A document is well-formed if it is compliant with some minimal requirements:

  • the document contains a document type declaration
  • a single element, known as the root element, contains all the other elements in the document.
  • all elements are well formed (if they are):
    • opened and subsequently closed, or
    • if empty, properly terminated, and
    • properly nested so that they do not overlap
  • <, >, ", ', and & are only used as markup (either part of a tag or a entity).

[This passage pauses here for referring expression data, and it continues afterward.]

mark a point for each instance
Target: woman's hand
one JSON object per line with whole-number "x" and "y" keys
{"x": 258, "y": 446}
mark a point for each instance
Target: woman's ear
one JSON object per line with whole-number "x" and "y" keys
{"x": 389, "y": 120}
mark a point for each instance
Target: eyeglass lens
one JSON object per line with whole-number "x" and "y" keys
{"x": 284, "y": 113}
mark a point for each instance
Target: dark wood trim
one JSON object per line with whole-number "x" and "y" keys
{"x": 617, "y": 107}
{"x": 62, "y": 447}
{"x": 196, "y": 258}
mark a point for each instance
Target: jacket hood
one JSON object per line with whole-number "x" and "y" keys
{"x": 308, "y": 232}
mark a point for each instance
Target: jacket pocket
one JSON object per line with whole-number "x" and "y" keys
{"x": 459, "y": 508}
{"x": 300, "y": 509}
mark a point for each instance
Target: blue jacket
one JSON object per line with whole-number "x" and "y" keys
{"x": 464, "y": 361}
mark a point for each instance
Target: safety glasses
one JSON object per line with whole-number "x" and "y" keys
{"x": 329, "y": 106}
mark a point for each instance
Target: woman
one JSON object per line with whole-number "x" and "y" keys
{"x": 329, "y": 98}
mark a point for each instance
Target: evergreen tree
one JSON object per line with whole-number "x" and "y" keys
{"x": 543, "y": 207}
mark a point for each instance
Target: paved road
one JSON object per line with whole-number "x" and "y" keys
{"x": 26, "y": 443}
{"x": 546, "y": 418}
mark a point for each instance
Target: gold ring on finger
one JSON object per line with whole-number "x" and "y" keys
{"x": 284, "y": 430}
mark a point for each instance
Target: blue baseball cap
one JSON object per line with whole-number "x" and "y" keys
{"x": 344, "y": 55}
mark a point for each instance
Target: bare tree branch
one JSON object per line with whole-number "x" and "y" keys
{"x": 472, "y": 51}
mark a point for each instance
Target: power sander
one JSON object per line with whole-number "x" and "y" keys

If they are to be used in the document as character, entities should be used instead: &lt;, &gt;, &quot;, &apos;, &amp;.
  • there are rules about the characters that can be used in element names and elsewhere
  • tags are case-sensitive
  • attribute values have to be quoted
  • it contains only properly encoded legal Unicode characters

Valid documents

HTML documents have to conform to a particular specification where only a closed set of elements and attributes with particular contents and data types are allowed. Try to use anything else and you will get an error.

However, the structure and contents of XML documents can and have to be defined. The rules describing those aspects are defined in a DTD (Document Type Definition) or XML schema. A document is valid if:

  • it is well-formed, and
  • it observes the rules dictated by its DTD or XML schema.

If used properly, XML schemas can help you to detect annotation inconsistencies and errors (specially helpful if you are working with data created manually by humans).

There are different ways to define documents out there. My favorite schema language is Relax NG compact: it is quite easy to understand, write, and read. It is much more powerful than DTDs, but at the same time easier than other XML schema languages.